Como todos los hombres y mujeres del mundo, puede pensarse
que hacían el amor despacio.
El toque de caricias, la mano abierta, el horizonte de las
bocas, el olor de los cabellos, el pecho contra el pecho en los
humanos encuentros de El Zapallar. Chaco.
Quedaron solos cuando tenían alrededor de los cincuenta años.
Tiempo de cosechas perdidas y de cosechas ganadas.
Años de hijos crecidos que se van.
Que escriben cartas de vez en cuando.
Mandan un beso a la pausa de un viejo inventario.
Y quedarse así, fue como un jornal mal pagado.
En las paredes - también solas - retumbaban los gritos de
los muchachos.
Una sola vela se apagaba cada madrugada y una sola palabra
se decían despertando.
La yegua había muerto.

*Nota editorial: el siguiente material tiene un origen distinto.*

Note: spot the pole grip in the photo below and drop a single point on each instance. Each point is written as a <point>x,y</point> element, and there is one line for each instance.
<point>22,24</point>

Un caballo de esos de
“despacio”, cargaba con el hombre a tranco corto, para una mañana
larga, para lo que se intuye cuando se mira para atrás.
Cada paisaje se va olvidando.
Sólo la casa es un tiempo que no se mueve.
Sólo reconoce los candores
pasados, dando optimismo a las nostalgias.
Cartas que llegaban dos o tres veces por año, tiras de “geniol”,
un perro refugiado y el exilio de las fotos ovaladas que ya nadie miraba.
Otro tiempo de almanaque.
Porque no importan sus dibujos.
Los números: sí.
Y en esa noche con setenta
años, los dos sentados, un ángel en guardia se subió al techado.
Estaban amasando el tiempo, ambos.
De golpe, don Luis, según se llamaba, se levantó de su
sillón hermano.
Pensó: la soledad no
tiene presagios.
No vislumbra nada bueno,
la soledad.
Fue a la cocina, tomó dos vasos, los llenó de vino y casi
tarareando regresó.
La miró.
Exclamó:
”A
su salud de buena madre...”.
Ella
lo miró con la dulzura propia de una vieja niña, de una vieja hoja, de una
vieja historia porqué no.
Sorbió
un traguito pequeño y se puso a recordar.
Luis
de un solo trago bebió.
La
palmeó. Hacía frío. Salió por la cocina y apareció
vaso en mano en el patio.
Miró
mucho contra los alambrados.
Jamás
se supo si insulto o agradeció.
Eso
si. Dijo algo.
Se
comprobó la existencia de una larga memoria de caballos blancos.
Luego
ya en la cama, los dos soñaron.
Los
niños y los viejos tienen un extraño poder y una especie de rara voz para
soñar despacio.
Mientras,
tapados hablaban un idioma incomprensible.
El
Zapallar despierto miraba su campo y su ganado.